Book Review on Leblanc’s Random Family

Random Family by Adrian Nicole Leblanc
Random Family by Adrian Nicole Leblanc

Adrian Nicole Leblanc spent a decade reporting on the lives of urban street kids and their families in the South Bronx.

It all started in the early 1990s when a clip in Newsday about the trial of a heroin dealer by the name of Boy George grabbed her attention. The trial gave wings to Leblanc’s book, Random Family: Love, Drugs, Trouble, and Coming of Age in the Bronx.

Random Family is a nonfiction account about residents searching for hope through the lenses of Boy George, his beautiful and adventurous girlfriend, Jessica, her clever brother Cesar, and his first love, Coco. None of these characters had extraordinary lives. The book is about making the best out of the raw circumstances life has dealt them. The theme of the book is about moving forward with life, taking charge of your own identity and being accountable for your own mistakes.

The interconnected lives of the main characters followed a general storyline. They partied, had sex, birthed children, did drugs, sold drugs and either went to or visited someone in prison. They all got into trouble, coped with it and found ways to move on with life.

The reason Jessica could not find a man who treated her like a queen is because she never knew the definition of self-love. She threw her voluptuous body at every man she was attracted to and gave her heart away for free. Every time, she was left to contemplate why no one showed her the love she longed for. She loved Boy George, but still flirted on the side.

Jessica was a confused woman who acted just to please a man. She longed for attention and Boy George gave her all the attention she needed in the form of material things. Loving Boy George cost Jessica her freedom and her children. Jessica was still a child at heart, searching for love in all the wrong places. Overall, she was my favorite character and the most relatable because she had a bubbly personality and was, at heart, a good girl. She just got caught up in fast money and the drug world.

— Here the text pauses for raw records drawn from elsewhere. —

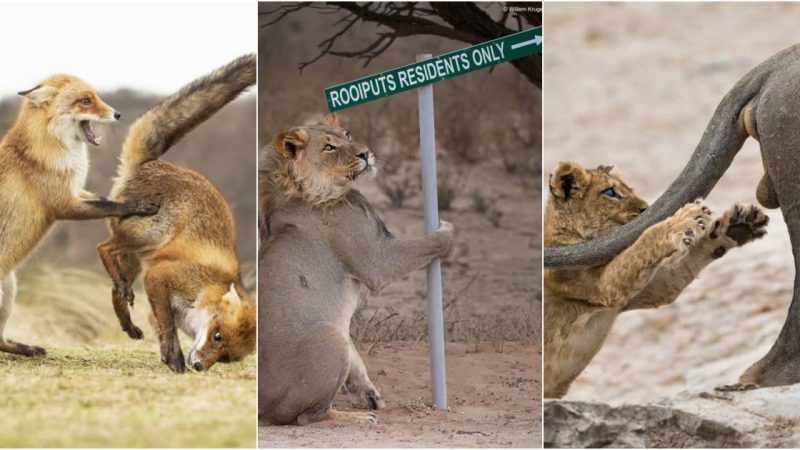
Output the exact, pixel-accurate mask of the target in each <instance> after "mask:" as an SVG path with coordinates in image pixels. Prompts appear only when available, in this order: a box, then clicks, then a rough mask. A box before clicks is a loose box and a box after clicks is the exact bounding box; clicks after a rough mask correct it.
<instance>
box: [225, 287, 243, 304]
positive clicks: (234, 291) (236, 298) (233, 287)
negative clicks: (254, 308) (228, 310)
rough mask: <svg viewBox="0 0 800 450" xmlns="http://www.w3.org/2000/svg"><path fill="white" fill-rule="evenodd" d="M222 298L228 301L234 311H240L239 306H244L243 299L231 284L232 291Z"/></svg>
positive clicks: (225, 293) (229, 290)
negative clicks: (242, 299)
mask: <svg viewBox="0 0 800 450" xmlns="http://www.w3.org/2000/svg"><path fill="white" fill-rule="evenodd" d="M222 298H224V299H225V300H228V302H229V303H230V304H231V306H232V307H233V308H234V309H238V308H239V306H241V305H242V299H241V298H240V297H239V293H238V292H236V287H234V286H233V283H231V287H230V289H229V290H228V292H226V293H225V295H223V296H222Z"/></svg>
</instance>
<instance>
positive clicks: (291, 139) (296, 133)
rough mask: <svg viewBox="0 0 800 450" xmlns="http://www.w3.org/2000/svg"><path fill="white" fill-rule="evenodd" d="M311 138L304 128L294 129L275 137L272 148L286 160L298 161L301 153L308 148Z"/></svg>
mask: <svg viewBox="0 0 800 450" xmlns="http://www.w3.org/2000/svg"><path fill="white" fill-rule="evenodd" d="M309 139H311V136H310V135H309V134H308V131H307V130H306V129H304V128H294V129H292V130H289V131H286V132H284V133H281V134H279V135H277V136H275V139H273V140H272V146H273V147H275V150H276V151H277V152H278V153H279V154H280V155H281V156H283V157H284V158H288V159H297V156H298V155H299V154H300V152H301V151H302V150H303V149H304V148H305V147H306V144H308V141H309Z"/></svg>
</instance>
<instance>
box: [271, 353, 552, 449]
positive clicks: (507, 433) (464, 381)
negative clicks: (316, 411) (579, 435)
mask: <svg viewBox="0 0 800 450" xmlns="http://www.w3.org/2000/svg"><path fill="white" fill-rule="evenodd" d="M446 353H447V375H448V379H447V381H448V385H447V389H448V397H449V407H450V411H449V412H444V411H435V410H433V409H432V408H431V406H430V405H431V404H430V400H429V399H430V388H429V385H428V380H429V376H428V370H429V369H428V356H427V346H426V345H423V344H413V343H410V342H394V343H392V344H390V345H388V346H385V347H381V348H380V349H378V350H377V351H376V352H375V354H374V356H370V355H365V356H364V362H365V363H366V365H367V367H368V368H369V371H370V375H371V378H372V380H373V381H374V382H375V384H377V385H378V388H379V389H381V391H382V394H383V397H384V398H385V399H386V401H387V407H386V409H383V410H381V411H379V423H378V424H377V425H352V424H337V423H331V422H322V423H318V424H313V425H310V426H307V427H303V428H300V427H297V426H283V427H280V426H262V427H260V428H259V433H258V434H259V436H258V442H259V447H335V448H340V447H538V446H539V445H540V444H539V440H540V437H539V436H540V430H539V428H540V412H541V411H540V407H539V403H538V398H539V395H540V392H541V385H540V383H539V381H538V378H537V379H534V378H532V377H531V374H532V373H534V372H538V369H536V370H534V366H538V361H539V360H540V357H541V353H539V351H538V350H536V351H535V350H534V349H533V348H531V347H530V346H527V345H520V344H506V346H505V349H504V351H503V353H497V352H495V351H483V352H479V353H474V348H473V347H472V346H471V345H467V344H456V343H448V344H447V351H446ZM362 354H363V352H362ZM336 407H337V408H340V409H351V408H352V407H351V406H350V401H349V399H348V397H347V395H346V394H340V395H339V397H338V398H337V400H336Z"/></svg>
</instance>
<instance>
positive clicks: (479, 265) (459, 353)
mask: <svg viewBox="0 0 800 450" xmlns="http://www.w3.org/2000/svg"><path fill="white" fill-rule="evenodd" d="M462 175H463V186H462V187H461V189H460V194H459V196H458V197H457V198H456V200H455V201H454V203H453V206H452V209H451V210H450V211H443V212H442V214H441V216H442V219H443V220H447V221H450V222H452V223H453V224H454V226H455V229H456V244H455V248H454V250H453V253H452V255H451V257H450V258H449V260H447V261H445V262H444V263H443V266H442V267H443V268H442V271H443V273H442V279H443V284H444V289H443V290H444V294H443V300H444V303H445V305H447V306H446V311H445V328H446V333H447V339H448V342H447V343H446V353H447V356H446V358H447V382H448V398H449V406H450V409H451V411H450V412H438V411H434V410H432V409H431V407H430V401H429V399H430V396H431V394H430V386H429V382H430V381H429V380H430V372H429V370H430V369H429V363H428V346H427V340H426V339H427V317H428V314H427V299H426V294H425V271H424V270H418V271H415V272H413V273H411V274H409V275H408V276H407V277H405V278H404V279H402V280H399V281H398V282H396V283H394V284H392V285H390V286H389V287H387V288H386V289H384V290H383V291H382V292H381V293H379V294H377V295H373V296H370V297H368V298H367V300H366V301H367V303H366V307H365V308H364V313H363V317H364V318H365V319H364V320H368V319H370V318H373V317H374V318H375V319H374V320H373V322H371V323H372V324H374V323H375V322H377V321H379V320H381V319H385V318H387V317H389V316H390V315H393V316H391V317H389V318H388V319H386V320H387V322H386V324H384V325H381V326H379V327H378V328H379V329H383V330H387V332H386V333H382V332H381V333H379V334H378V337H377V339H378V340H379V341H380V343H379V344H377V345H375V344H374V342H364V343H362V344H361V346H360V350H359V351H360V353H361V355H362V358H364V361H365V363H366V366H367V369H368V371H369V373H370V377H371V379H372V380H373V381H374V382H375V383H376V384H377V386H378V387H379V389H381V390H382V394H383V397H384V398H385V399H386V401H387V409H386V410H383V411H380V413H379V414H380V423H379V424H378V425H376V426H368V425H342V424H333V423H322V424H317V425H313V426H308V427H303V428H299V427H296V426H287V427H274V426H270V427H261V428H260V431H259V445H260V446H268V447H287V446H290V447H532V446H535V447H538V446H540V445H541V444H540V440H541V438H540V436H541V433H540V432H541V420H540V413H541V410H540V406H539V405H540V395H541V384H540V373H541V363H540V361H541V353H540V351H539V345H540V344H539V342H540V340H539V336H540V329H541V328H540V323H541V322H540V321H541V317H540V308H541V306H540V305H541V302H540V298H541V290H540V284H539V282H537V281H536V280H539V279H540V267H539V266H540V263H539V260H540V255H541V253H540V252H541V249H540V246H541V245H540V243H541V238H540V232H539V220H540V219H539V213H538V211H539V210H540V201H539V199H538V197H539V194H538V192H537V191H538V186H539V180H538V177H536V178H535V179H530V177H527V179H526V178H525V177H522V176H517V175H514V176H510V175H509V174H507V173H506V172H505V169H504V168H503V166H502V164H501V163H500V162H498V161H491V160H489V161H485V162H482V163H480V164H479V165H477V166H474V167H471V168H470V169H469V171H468V172H464V173H463V174H462ZM475 188H480V190H481V192H482V195H484V196H486V197H487V198H489V199H492V200H491V201H492V204H493V206H494V207H495V208H497V209H499V210H500V211H501V212H502V213H503V216H502V219H501V221H500V226H499V227H495V226H494V225H492V224H491V223H490V221H489V220H488V219H487V218H486V217H485V216H484V215H482V214H480V213H478V212H475V211H473V208H472V199H471V197H470V193H471V192H472V191H473V190H474V189H475ZM361 190H362V192H364V194H365V195H366V196H367V198H368V199H370V201H372V202H373V203H374V204H375V205H376V208H377V209H378V210H379V212H380V214H381V216H382V218H383V219H384V221H385V222H386V224H387V225H388V227H389V229H390V230H392V232H393V233H395V234H396V235H398V236H403V237H412V236H418V235H420V234H421V233H422V208H421V201H420V199H419V198H418V197H414V198H412V199H411V200H410V201H408V203H407V204H406V205H405V206H404V207H403V208H399V209H396V208H391V207H389V206H388V200H386V197H385V196H384V195H383V194H382V193H381V192H380V191H379V190H378V189H377V187H376V186H375V185H374V184H366V185H363V186H362V187H361ZM373 315H374V316H373ZM396 327H399V331H398V330H395V328H396ZM393 331H396V333H393ZM370 339H375V335H370ZM453 341H458V342H453ZM534 341H535V343H534ZM337 406H338V407H340V408H342V409H351V406H350V402H349V401H348V398H347V396H346V395H345V394H342V395H340V398H339V400H338V401H337Z"/></svg>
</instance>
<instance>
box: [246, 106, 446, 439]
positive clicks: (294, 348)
mask: <svg viewBox="0 0 800 450" xmlns="http://www.w3.org/2000/svg"><path fill="white" fill-rule="evenodd" d="M264 151H266V152H267V154H266V155H264V156H265V160H264V162H263V163H262V167H261V174H260V175H261V176H260V180H261V181H260V183H261V185H260V188H259V189H260V192H259V194H260V204H261V207H260V214H261V215H262V216H261V218H260V233H261V249H260V260H259V290H258V291H259V299H258V301H259V306H258V370H259V376H258V384H259V386H258V395H259V401H258V410H259V418H261V419H263V420H266V421H268V422H271V423H274V424H293V423H297V424H298V425H306V424H309V423H312V422H317V421H320V420H325V419H332V420H341V421H348V422H368V423H375V422H377V415H376V414H375V413H373V412H347V411H337V410H335V409H333V408H332V404H333V400H334V397H335V396H336V393H337V392H338V391H339V390H340V389H341V388H342V386H345V387H346V389H347V391H348V392H350V393H351V394H355V396H356V398H357V399H358V405H357V406H362V407H368V408H369V409H380V408H382V407H384V406H385V403H384V401H383V399H382V398H381V395H380V392H379V391H378V389H377V388H376V387H375V385H374V384H372V381H370V379H369V376H368V375H367V369H366V367H365V366H364V362H363V361H362V360H361V357H360V356H359V355H358V352H357V351H356V348H355V346H354V345H353V342H352V341H351V339H350V320H351V318H352V316H353V312H354V311H355V309H356V306H357V304H358V299H359V294H360V292H361V291H362V287H366V288H368V289H369V290H370V291H372V292H377V291H380V290H381V289H382V288H383V287H385V286H387V285H389V284H390V283H392V282H393V281H395V280H397V279H399V278H401V277H402V276H404V275H406V274H407V273H409V272H411V271H412V270H415V269H419V268H421V267H423V266H425V265H427V264H428V263H430V262H431V261H432V260H433V259H434V258H435V257H437V256H438V257H445V256H447V254H448V253H449V252H450V248H451V247H452V244H453V227H452V225H450V224H449V223H447V222H442V223H441V226H440V228H439V230H438V231H436V232H435V233H433V234H431V235H428V236H423V237H418V238H414V239H398V238H395V237H394V236H392V234H391V233H390V232H389V230H387V229H386V226H385V225H384V223H383V222H382V221H381V219H380V218H379V217H378V215H377V214H376V213H375V211H374V210H373V209H372V206H371V205H370V204H369V202H367V200H366V198H364V196H363V195H361V194H360V193H359V192H358V191H357V190H356V189H354V187H353V185H354V184H355V183H357V182H358V181H360V180H362V179H367V178H371V177H373V176H374V174H375V172H376V168H375V156H374V155H373V153H372V152H371V151H370V150H369V148H367V147H366V146H365V145H363V144H360V143H358V142H356V141H354V140H353V137H352V136H351V135H350V133H349V132H348V131H346V130H344V129H343V128H341V127H340V126H339V125H338V122H337V119H336V117H335V116H329V117H327V118H326V119H325V120H324V122H323V123H320V124H318V125H313V126H308V127H297V128H293V129H291V130H289V131H286V132H284V133H281V134H279V135H278V136H276V137H275V139H274V140H273V143H272V146H271V147H267V148H266V149H265V150H264Z"/></svg>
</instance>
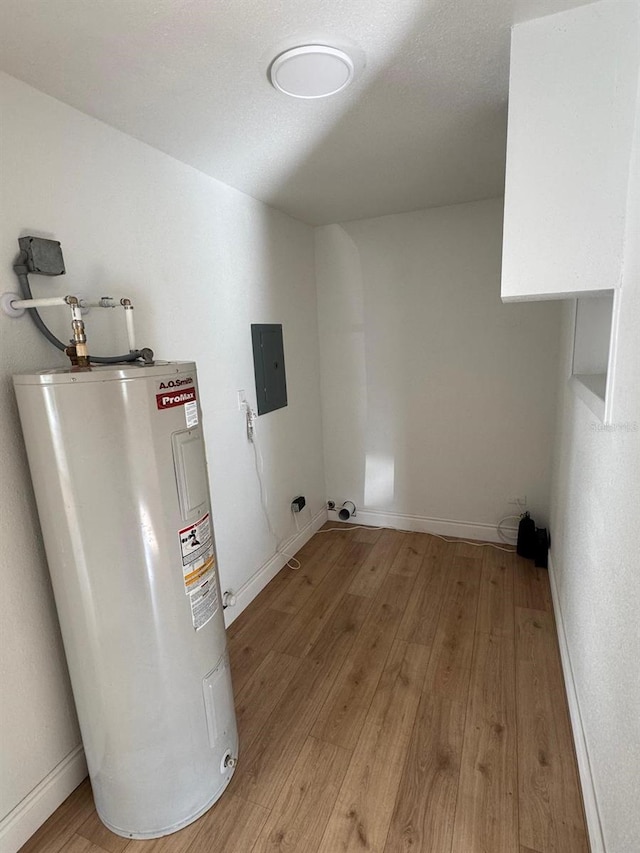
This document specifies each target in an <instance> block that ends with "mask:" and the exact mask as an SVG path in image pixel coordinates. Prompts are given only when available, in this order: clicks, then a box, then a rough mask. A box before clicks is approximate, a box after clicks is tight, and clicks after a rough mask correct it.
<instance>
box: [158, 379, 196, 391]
mask: <svg viewBox="0 0 640 853" xmlns="http://www.w3.org/2000/svg"><path fill="white" fill-rule="evenodd" d="M181 385H193V377H191V376H187V377H185V378H184V379H170V380H169V381H168V382H161V383H160V385H159V386H158V390H160V391H162V389H163V388H179V387H180V386H181Z"/></svg>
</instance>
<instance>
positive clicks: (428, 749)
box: [22, 525, 589, 853]
mask: <svg viewBox="0 0 640 853" xmlns="http://www.w3.org/2000/svg"><path fill="white" fill-rule="evenodd" d="M333 526H335V525H333ZM298 557H299V559H300V560H301V562H302V568H301V570H300V571H298V572H294V571H291V570H290V569H287V568H285V569H284V570H283V571H282V572H280V574H279V575H277V576H276V577H275V578H274V580H273V581H272V582H271V583H270V584H269V585H268V586H267V587H266V589H264V590H263V592H262V593H261V594H260V595H259V596H258V598H256V599H255V600H254V601H253V602H252V603H251V604H250V605H249V607H248V608H247V609H246V610H245V611H244V613H242V615H241V616H240V617H239V618H238V619H237V620H236V621H235V622H234V623H233V625H231V627H230V629H229V632H228V633H229V647H230V655H231V667H232V674H233V681H234V689H235V697H236V706H237V712H238V726H239V730H240V744H241V750H240V761H239V765H238V769H237V771H236V774H235V776H234V778H233V780H232V782H231V785H230V786H229V788H228V790H227V791H226V792H225V794H224V795H223V797H222V798H221V799H220V800H219V802H218V803H217V804H216V805H215V806H214V807H213V808H212V809H211V810H210V811H209V812H208V813H207V814H206V815H204V816H203V817H201V818H200V819H199V820H198V821H196V822H195V823H194V824H192V825H191V826H189V827H187V828H186V829H184V830H182V831H180V832H178V833H175V834H174V835H171V836H167V837H165V838H162V839H158V840H155V841H127V840H126V839H123V838H120V837H118V836H116V835H113V834H112V833H110V832H109V831H108V830H107V829H105V828H104V827H103V826H102V824H101V823H100V821H99V820H98V818H97V815H96V813H95V810H94V808H93V800H92V798H91V789H90V787H89V785H88V782H84V783H83V784H82V785H81V786H80V787H79V788H78V789H77V790H76V791H75V792H74V793H73V794H72V795H71V796H70V797H69V799H68V800H67V801H66V802H65V803H63V805H62V806H60V808H59V809H58V810H57V811H56V812H55V814H54V815H52V817H51V818H50V819H49V820H48V821H47V823H46V824H45V825H44V826H43V827H41V829H40V830H39V831H38V832H37V833H36V835H35V836H34V837H33V838H32V839H31V840H30V841H29V842H28V843H27V844H26V845H25V846H24V847H23V849H22V853H36V851H37V853H58V851H64V853H268V851H269V853H275V851H280V853H285V851H286V853H314V851H321V853H340V851H379V853H403V851H412V853H426V851H429V853H583V851H584V853H587V851H588V850H589V845H588V841H587V837H586V831H585V824H584V816H583V810H582V802H581V794H580V787H579V782H578V775H577V769H576V761H575V755H574V750H573V743H572V738H571V729H570V726H569V718H568V713H567V703H566V696H565V692H564V683H563V678H562V671H561V668H560V658H559V653H558V644H557V640H556V633H555V624H554V618H553V612H552V608H551V596H550V591H549V580H548V576H547V573H546V572H545V571H544V570H541V569H536V568H534V566H533V563H531V562H530V561H527V560H522V559H520V558H518V557H517V556H515V555H514V554H509V553H505V552H501V551H497V550H495V549H493V548H478V547H473V546H470V545H467V544H464V543H461V542H458V543H447V542H444V541H442V540H441V539H437V538H435V537H432V536H429V535H426V534H419V533H401V532H399V531H392V530H374V529H371V530H356V531H351V532H329V533H322V534H317V535H316V536H315V537H314V538H313V539H312V540H311V541H310V542H308V543H307V545H305V547H304V548H303V549H302V550H301V551H300V553H299V554H298Z"/></svg>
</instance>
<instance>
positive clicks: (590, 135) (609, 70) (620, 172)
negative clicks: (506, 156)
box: [502, 0, 640, 301]
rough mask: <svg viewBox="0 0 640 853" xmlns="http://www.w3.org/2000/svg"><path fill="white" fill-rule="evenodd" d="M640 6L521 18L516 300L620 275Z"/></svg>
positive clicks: (514, 56)
mask: <svg viewBox="0 0 640 853" xmlns="http://www.w3.org/2000/svg"><path fill="white" fill-rule="evenodd" d="M639 9H640V4H638V3H637V2H635V0H603V2H599V3H593V4H591V5H587V6H581V7H579V8H576V9H572V10H570V11H567V12H562V13H559V14H556V15H551V16H549V17H545V18H538V19H536V20H533V21H527V22H526V23H522V24H518V25H516V26H515V27H514V28H513V33H512V41H511V77H510V87H509V128H508V144H507V171H506V186H505V216H504V244H503V258H502V298H503V300H504V301H516V300H527V299H548V298H563V297H568V296H577V295H580V294H584V293H597V292H604V291H607V290H611V289H615V288H616V287H618V285H619V283H620V277H621V272H622V262H623V244H624V228H625V218H626V204H627V191H628V184H629V168H630V160H631V150H632V140H633V128H634V112H635V100H636V98H635V94H636V87H637V85H638V49H639V48H638V32H639V17H640V13H639Z"/></svg>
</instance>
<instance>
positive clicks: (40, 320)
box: [13, 256, 153, 364]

As the story unfolds, there is a cycle. When Cesar and Boy George were locked up, Jessica and Coco maintained a sense of loyalty to their “husbands.” They wrote, got tattoos and stayed emotionally drained. They lived their lives through these other people. Also, Lourdes, Jessica’s mother, continued to do drugs. She saw where it got her daughter, Jessica, but continued to go down that road. The children of Coco and Jessica grew up too fast. Little Star was forced to be a mother and had to deal with the complex world she lived in.

The book was cleverly written. At times I forgot that it was a nonfiction account. The story was full of detail and imagery. It was as if I was there at the clinics, prison or at the public housing projects.

As a reader, I was riveted when Boy George set up shop as a drug lord, got caught and the police shut the whole “Obsession” operation down. I wanted the plot to thicken and the drama to overflow, but this was not a drama. This was someone’s reality.

While reading, I took frequent steps back to analyze the book from the standpoint of an education reporter. I realized that without education, things seem to spiral out of control. When Coco had Cesar’s first child, she made the decision to stop pursuing school. Without school, Coco did not graduate and was not able to financially support her children. She was forced to get assistance from the government because she had no other options available.

Random Family gives the reader insight into life is as a single mother struggling to survive in the absence of male role models and education.  Jessica and Coco ended up with tainted hearts full of regrets.